①パナソニック/山口新吾氏より「オンライン品質工学の考え方を応用した製品検査のサンプリング間隔の試算方法について」と題し、検査設計の考え方を応用した抜き取り検査間隔の算出方法について紹介がなされた。

②シマノ/太田勝之会長より「エネルギー比型SN比の解説」と題し、最近入会された会員に対して田口玄一のSN比、前田誠氏が提案されているSN比と対比する形で解説が行われた。

③シマノ/井上徹夫氏より「T法によるスピニングリールの巻き心地の定量化」と題し、評価方法や解析方法の紹介がなされた。

④マツダ/武重伸秀氏より「比率データの扱い方について」、「マツダにおける品質工学教育について」と題し、「比率データの扱い方について」ではオメガ変換、対数変換の位置付けが紹介された。「マツダにおける品質工学教育について」ではこれまでの取組方針や考え方、歴史について紹介がなされた。

⑤「田口玄一論説集の輪読」として「第3巻3編1-3章 社長のコストを下げよ」の紹介と議論を行った。

⑥今年の品質工学研究発表大会で銀賞を受賞した「エンジン部品に関する知見抽出のためのバーチャル設計の応用」トヨタ自動車 の事例を参考にグループ検討を行った。        コニカミノルタ(株) 西川 智晴 記)

2016年10月6日(木)、関西、滋賀、京都、中部の4研究会合同で「品質工学シンポジウム2016inおおさか-田口伸「タグチメソッド入門」出版記念-」を開催した。参加者は一般も含め95名であった。

1招待事例「むき身カキの鮮度保持技術の開発」」(広島県立総合技術研究所/高辻英之):むき身カキの鮮度保持期間を延し、社会損失低減に成功した報告があった。

2事例発表「MTシステムへの1提案-APRT法の考え方と手順-」(ブラザー工業/出島和宏)「APRT法のメリットと適応例」(ITEQ International/井上清和):APRT法の考え方と実例検証による優位性の報告がなされた。

3出版記念講演「ロバストネスの最適化による開発期間の短縮とコスト低減」(A.S.I/田口伸):品質工学に馴染みの少ない人にも分かる様に書籍を引用して機能性評価とパラメータ設計の説明、米国での事例紹介がなされた。

4事例発表「エアーブロアの機能性評価」(村田製作所/日指英雄):テストピースを使用し評価期間を大幅に短縮した報告があった。

5事例発表「経営戦略としての品質工学」(京都府中小企業特別技術指導員・TM実践塾/芝野広志):経営の安定性を改善させることを目的にT法(1)を利用した研究報告がなされた。

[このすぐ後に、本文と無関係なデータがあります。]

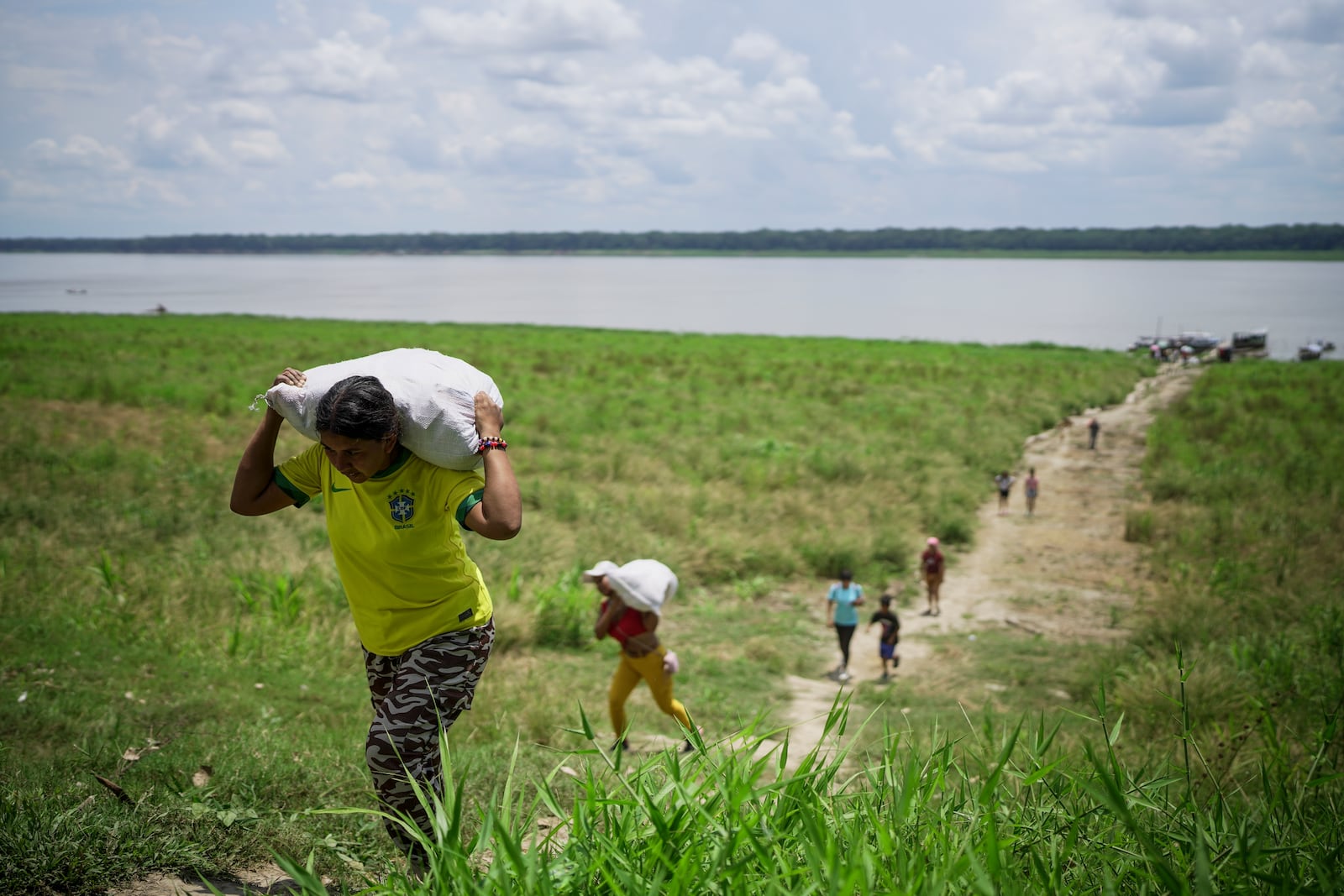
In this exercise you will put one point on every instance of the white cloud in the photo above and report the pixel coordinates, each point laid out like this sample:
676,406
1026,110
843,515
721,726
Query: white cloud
241,113
759,47
338,67
163,141
260,148
530,26
353,181
78,152
542,113
1287,113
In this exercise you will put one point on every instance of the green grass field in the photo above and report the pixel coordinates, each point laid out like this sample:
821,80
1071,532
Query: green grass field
205,664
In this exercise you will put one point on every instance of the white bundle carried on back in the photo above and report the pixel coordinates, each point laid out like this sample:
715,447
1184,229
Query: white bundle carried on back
434,394
643,584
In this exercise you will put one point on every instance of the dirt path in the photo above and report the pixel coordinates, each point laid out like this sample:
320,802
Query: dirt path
1058,573
1063,573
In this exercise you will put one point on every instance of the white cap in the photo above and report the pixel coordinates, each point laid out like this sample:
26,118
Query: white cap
643,584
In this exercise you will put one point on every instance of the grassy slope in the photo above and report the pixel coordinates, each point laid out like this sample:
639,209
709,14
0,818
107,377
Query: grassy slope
138,613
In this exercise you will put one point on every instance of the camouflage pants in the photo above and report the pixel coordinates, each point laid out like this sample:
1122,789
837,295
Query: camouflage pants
417,694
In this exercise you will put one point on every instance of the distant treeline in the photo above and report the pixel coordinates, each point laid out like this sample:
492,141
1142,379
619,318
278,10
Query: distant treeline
1278,238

6事例発表「SYKACTIVE開発への品質工学の適用」(マツダ/武重伸秀):品質工学の考え方で仕事をするという方針のもと業績回復に至った取組みが報告された。どの発表も活発な質疑が行われ、原和彦関西品質工学研究会顧問の講評をもって締めくくられた。

村田機械 河島 清孝 記)

2016年11月4日(金)、第270回関西品質工学研究会を株式会社エクセディにて開催した。 出席者30名。 1.株式会社エクセディの会社紹介の後、トルコン、クラッチ部品などの製造工場の見学を行った。

2.小松製作所/細井氏より「相関誤圧法について」と題し、誤圧法による新しい計算方法についてQES2016で発表した内容からさらに検討を加えた内容についての報告があった。

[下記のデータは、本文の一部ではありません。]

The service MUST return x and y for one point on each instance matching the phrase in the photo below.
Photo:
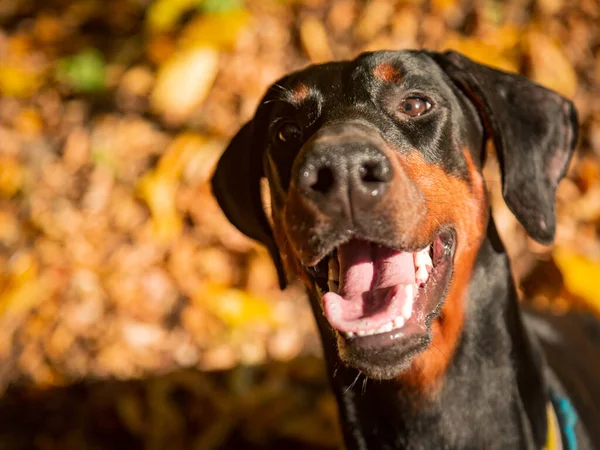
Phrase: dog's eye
(414, 106)
(288, 133)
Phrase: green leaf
(84, 72)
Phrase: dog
(379, 206)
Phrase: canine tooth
(333, 286)
(399, 322)
(334, 269)
(407, 307)
(422, 258)
(422, 274)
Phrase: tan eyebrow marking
(387, 72)
(300, 93)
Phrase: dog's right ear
(236, 186)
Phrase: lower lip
(425, 306)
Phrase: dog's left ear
(236, 186)
(534, 131)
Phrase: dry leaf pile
(116, 262)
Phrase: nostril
(324, 182)
(374, 173)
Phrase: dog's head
(378, 202)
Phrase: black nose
(355, 174)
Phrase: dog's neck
(492, 395)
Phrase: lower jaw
(387, 355)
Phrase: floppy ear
(236, 186)
(534, 131)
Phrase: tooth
(334, 269)
(422, 258)
(333, 286)
(422, 274)
(399, 322)
(407, 307)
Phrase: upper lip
(317, 258)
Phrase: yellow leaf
(159, 193)
(12, 176)
(164, 14)
(495, 55)
(220, 30)
(314, 40)
(16, 81)
(184, 82)
(549, 65)
(23, 290)
(580, 275)
(235, 307)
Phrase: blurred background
(132, 315)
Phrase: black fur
(495, 392)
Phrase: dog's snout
(353, 173)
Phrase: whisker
(354, 382)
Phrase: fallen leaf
(549, 65)
(580, 275)
(217, 29)
(314, 40)
(184, 82)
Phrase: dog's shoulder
(571, 345)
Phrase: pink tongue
(372, 281)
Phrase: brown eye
(289, 133)
(414, 106)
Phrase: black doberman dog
(379, 206)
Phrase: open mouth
(374, 295)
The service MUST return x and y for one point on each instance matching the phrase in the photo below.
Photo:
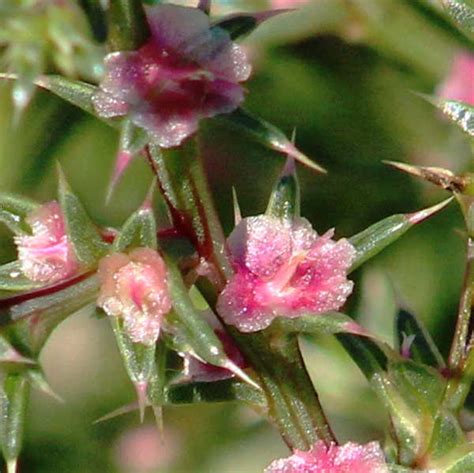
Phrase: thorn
(141, 388)
(231, 366)
(417, 217)
(123, 159)
(118, 412)
(291, 150)
(237, 212)
(439, 176)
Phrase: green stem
(461, 358)
(294, 406)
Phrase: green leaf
(12, 279)
(138, 230)
(378, 236)
(242, 24)
(14, 394)
(127, 25)
(13, 211)
(139, 361)
(266, 134)
(366, 353)
(422, 347)
(285, 197)
(29, 319)
(83, 234)
(219, 391)
(462, 11)
(311, 324)
(197, 333)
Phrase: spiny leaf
(14, 394)
(462, 11)
(311, 324)
(30, 320)
(242, 24)
(12, 279)
(268, 135)
(83, 235)
(197, 332)
(378, 236)
(138, 230)
(422, 348)
(285, 197)
(13, 211)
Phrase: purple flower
(186, 71)
(348, 458)
(134, 287)
(46, 255)
(283, 268)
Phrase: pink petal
(348, 458)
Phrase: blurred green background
(344, 79)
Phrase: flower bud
(47, 255)
(134, 287)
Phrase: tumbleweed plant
(222, 279)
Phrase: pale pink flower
(459, 84)
(348, 458)
(197, 370)
(134, 287)
(284, 269)
(47, 255)
(185, 72)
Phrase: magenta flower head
(186, 71)
(283, 268)
(46, 255)
(459, 84)
(134, 287)
(348, 458)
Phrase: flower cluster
(46, 255)
(348, 458)
(283, 268)
(186, 71)
(134, 287)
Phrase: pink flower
(459, 84)
(196, 370)
(185, 72)
(285, 269)
(134, 287)
(348, 458)
(47, 255)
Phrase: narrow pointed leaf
(30, 319)
(329, 323)
(13, 211)
(285, 197)
(12, 279)
(83, 234)
(422, 348)
(218, 391)
(367, 354)
(138, 230)
(139, 361)
(378, 236)
(268, 135)
(462, 11)
(127, 25)
(242, 24)
(14, 394)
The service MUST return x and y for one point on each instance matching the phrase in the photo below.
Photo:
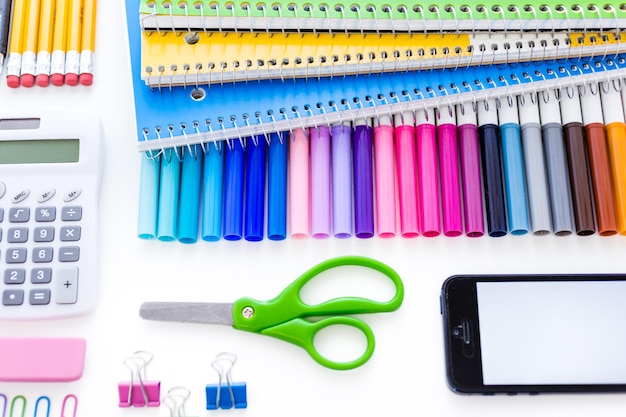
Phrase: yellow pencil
(16, 39)
(88, 42)
(59, 43)
(29, 53)
(44, 43)
(74, 29)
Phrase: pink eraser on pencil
(28, 80)
(86, 79)
(71, 79)
(13, 81)
(42, 359)
(57, 79)
(43, 80)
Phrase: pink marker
(407, 174)
(299, 201)
(427, 173)
(385, 177)
(449, 171)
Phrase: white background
(406, 375)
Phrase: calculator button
(13, 297)
(66, 285)
(46, 195)
(71, 213)
(69, 254)
(72, 195)
(45, 214)
(21, 196)
(39, 297)
(19, 214)
(70, 233)
(16, 256)
(17, 235)
(15, 276)
(43, 234)
(41, 275)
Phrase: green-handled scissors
(284, 317)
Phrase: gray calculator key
(41, 275)
(43, 234)
(45, 214)
(13, 297)
(42, 255)
(69, 254)
(71, 213)
(17, 235)
(14, 276)
(19, 214)
(66, 289)
(70, 233)
(16, 256)
(39, 297)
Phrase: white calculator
(50, 170)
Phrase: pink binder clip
(139, 392)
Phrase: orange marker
(74, 29)
(613, 111)
(16, 42)
(44, 43)
(59, 43)
(88, 42)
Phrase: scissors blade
(208, 313)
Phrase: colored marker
(556, 163)
(277, 187)
(342, 180)
(233, 190)
(599, 163)
(319, 138)
(491, 159)
(470, 171)
(513, 167)
(149, 196)
(577, 161)
(406, 158)
(384, 167)
(44, 43)
(427, 172)
(88, 43)
(59, 42)
(299, 198)
(16, 42)
(363, 180)
(616, 139)
(189, 206)
(74, 38)
(535, 164)
(254, 212)
(167, 226)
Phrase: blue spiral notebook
(176, 116)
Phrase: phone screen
(537, 334)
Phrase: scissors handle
(302, 333)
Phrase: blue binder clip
(226, 394)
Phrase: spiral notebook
(169, 59)
(366, 16)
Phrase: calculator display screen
(39, 151)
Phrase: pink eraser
(57, 79)
(13, 81)
(43, 80)
(71, 79)
(42, 359)
(28, 80)
(86, 79)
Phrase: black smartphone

3.コニカミノルタ/西川氏より「都市の防犯戦略に対するT法の取り組み」と題し、T法を用いて犯罪の発生率に影響を与える項目を抽出できないか検討した結果についての報告があった。

4.マツダ/武重氏より「マツダにおける今後の購入品開発の考え方」と題し、マツダにおける技術開発の状況及び自動車メーカーとサプライヤーの共同開発の在り方についての報告があった。

5.エクセディ/薮田氏より「パラメータ設計によるDSP工法再構築」と題し、パラメータ設計を用いたスプリングの製造条件の最適化の試みについて報告があった。ブラザー工業(株) 加藤重己 記)

2016年12月3日(土)、第271回関西品質工学研究会を日刊工業新聞大阪支社にて開催した。 出席者23名。 

1.TM実践塾/芝野氏より「損失関数にSN比を適用する際の留意点」と題し、目標値からの差で計算する品質損失とSN比から計算する品質損失を扱う上での留意点について紹介がなされた。

2.村田機械/荘所氏より「マイクロ波加熱のその後」と題した報告があった。

3.東レエンジニアリング/稲垣氏より「直交表の交互作用についての考察」と題し、様々な直交表について列間の交互作用の大きさを調べた結果報告がなされた。

4.三菱電機/鶴田氏より「品質工学と私~23年の業歴を振返って」と題し、社内での品質工学の活用状況、普及活動や今後について紹介がなされた。